What Changed Under the Hood: A Summary
Area | Spark 2.x | Spark 3.x |
Query Planning | Static, compile-time | Adaptive (AQE), runtime re-planning |
Partition Tuning | Manual ( shuffle.partitions) | Dynamic coalescing via AQE |
Join Strategy | Fixed at plan time | Dynamically switched at runtime |
Python Integration | Basic Pandas UDFs | Arrow-native, iterator UDFs, Pandas API |
Streaming State | HDFSBackedStateStore | RocksDB state store (3.2+), async checkpointing |
Client Model | Embedded driver | Spark Connect (gRPC, thin client) |
Hardware | CPU only | GPU-aware scheduling (RAPIDS) |
SQL Compliance | Partial ANSI | Near-full ANSI SQL mode |
Key Takeaways for Practitioners
Enable AQE and DPP — if you're on Spark 3.x and haven't explicitly enabled these, you're leaving performance on the table.

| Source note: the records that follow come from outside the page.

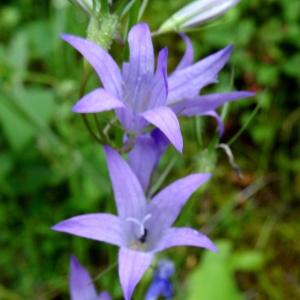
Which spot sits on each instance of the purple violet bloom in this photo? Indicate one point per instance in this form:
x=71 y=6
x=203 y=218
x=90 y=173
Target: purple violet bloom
x=141 y=228
x=81 y=284
x=188 y=79
x=161 y=285
x=184 y=85
x=138 y=93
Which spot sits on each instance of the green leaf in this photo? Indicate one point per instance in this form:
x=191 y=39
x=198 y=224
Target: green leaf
x=247 y=261
x=17 y=129
x=214 y=277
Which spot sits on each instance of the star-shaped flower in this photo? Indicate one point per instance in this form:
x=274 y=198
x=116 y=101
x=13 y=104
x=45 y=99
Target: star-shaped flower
x=141 y=228
x=138 y=93
x=184 y=86
x=81 y=284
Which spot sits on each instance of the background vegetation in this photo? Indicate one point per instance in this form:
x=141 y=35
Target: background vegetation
x=51 y=169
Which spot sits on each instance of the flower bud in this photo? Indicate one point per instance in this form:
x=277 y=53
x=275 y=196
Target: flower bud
x=196 y=13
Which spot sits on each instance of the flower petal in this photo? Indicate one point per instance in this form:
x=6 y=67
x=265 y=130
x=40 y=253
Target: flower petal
x=129 y=195
x=132 y=266
x=105 y=66
x=167 y=204
x=141 y=59
x=97 y=101
x=201 y=104
x=101 y=227
x=187 y=83
x=103 y=296
x=131 y=122
x=159 y=88
x=188 y=56
x=220 y=124
x=184 y=236
x=80 y=282
x=149 y=146
x=165 y=119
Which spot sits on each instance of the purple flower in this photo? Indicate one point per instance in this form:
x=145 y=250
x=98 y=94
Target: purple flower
x=81 y=284
x=141 y=228
x=161 y=285
x=185 y=84
x=141 y=95
x=138 y=93
x=188 y=79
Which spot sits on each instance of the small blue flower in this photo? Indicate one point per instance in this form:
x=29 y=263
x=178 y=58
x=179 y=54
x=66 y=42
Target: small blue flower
x=161 y=285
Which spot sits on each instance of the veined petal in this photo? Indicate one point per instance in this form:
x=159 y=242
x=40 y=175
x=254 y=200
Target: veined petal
x=130 y=121
x=201 y=104
x=129 y=195
x=101 y=227
x=103 y=296
x=97 y=101
x=215 y=115
x=132 y=266
x=159 y=88
x=167 y=204
x=105 y=66
x=187 y=83
x=188 y=56
x=149 y=146
x=184 y=236
x=141 y=52
x=165 y=119
x=80 y=282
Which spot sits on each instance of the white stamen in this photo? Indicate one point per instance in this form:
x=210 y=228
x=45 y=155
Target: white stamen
x=140 y=224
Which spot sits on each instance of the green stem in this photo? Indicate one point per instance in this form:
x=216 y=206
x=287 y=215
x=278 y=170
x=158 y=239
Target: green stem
x=90 y=130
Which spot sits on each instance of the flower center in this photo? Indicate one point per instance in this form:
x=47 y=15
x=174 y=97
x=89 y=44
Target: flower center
x=140 y=231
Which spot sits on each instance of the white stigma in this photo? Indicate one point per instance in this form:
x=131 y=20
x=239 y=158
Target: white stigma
x=140 y=224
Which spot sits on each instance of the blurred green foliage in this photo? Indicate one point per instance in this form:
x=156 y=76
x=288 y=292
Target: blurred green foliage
x=50 y=169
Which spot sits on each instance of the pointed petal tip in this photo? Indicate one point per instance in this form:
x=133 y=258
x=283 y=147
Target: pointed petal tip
x=56 y=227
x=74 y=262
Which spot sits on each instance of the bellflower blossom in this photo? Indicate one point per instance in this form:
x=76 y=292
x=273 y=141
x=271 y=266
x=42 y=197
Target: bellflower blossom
x=184 y=85
x=81 y=284
x=196 y=13
x=138 y=93
x=161 y=285
x=141 y=228
x=141 y=96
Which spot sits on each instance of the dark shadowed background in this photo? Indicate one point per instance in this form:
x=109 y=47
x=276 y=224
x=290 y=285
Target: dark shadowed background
x=50 y=168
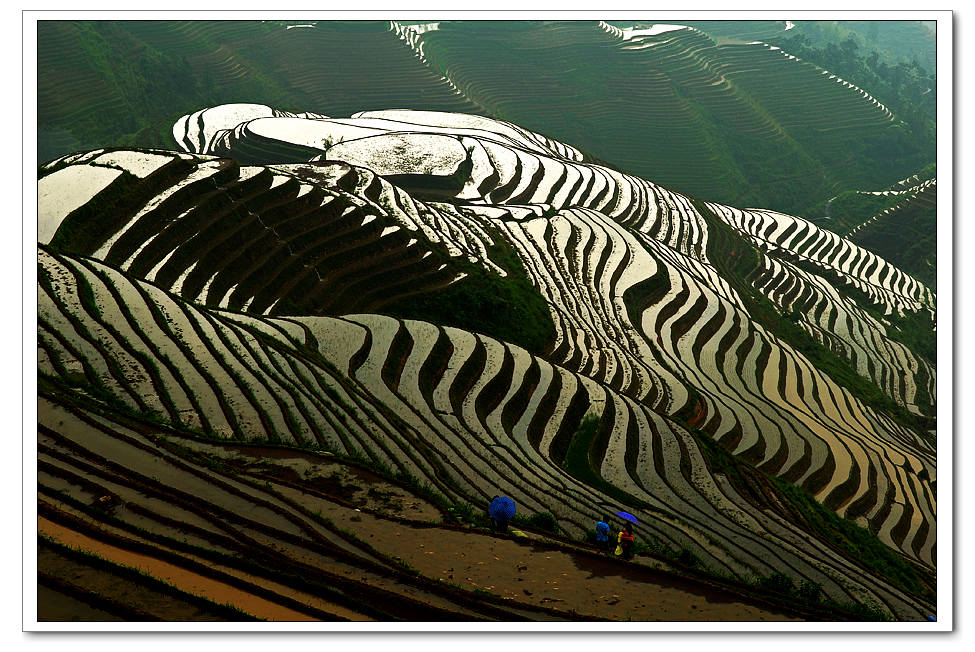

On 3.2+ they're on by default, but verify your configs:
spark.sql.adaptive.enabled=true spark.sql.adaptive.coalescePartitions.enabled=true spark.sql.optimizer.dynamicPartitionPruning.enabled=true
Migrate from RDDs to DataFrames/Datasets — if you still have RDD-heavy code, the optimizer can't help you. Catalyst and Tungsten only apply to the structured APIs.
Use RocksDB state store for large stateful streaming jobs — the default in-memory state store doesn't scale to high-cardinality keys. Switch with:
spark.sql.streaming.stateStore.providerClass=org.apache.spark.sql.execution.streaming.state.RocksDBStateStoreProvider
Adopt Spark Connect for new tooling — if you're building internal data platforms or developer tools on top of Spark, design against the Connect API rather than embedding SparkSession.
Conclusion
The journey from Spark 2.0 to the current 3.x series reflects a maturing ecosystem: early versions established the programming model, while later releases focused on making that model fast by default, easier to use from Python, and operable at enterprise scale. The introduction of AQE alone represents a fundamental shift in how Spark thinks about query execution — from a static compiler to a dynamic, feedback-driven optimizer.
For teams running production Spark workloads, upgrading from 2.x to 3.x is not just about new features — it's about getting correctness improvements, significant performance gains, and a much more honest relationship between your query and the cluster resources it consumes.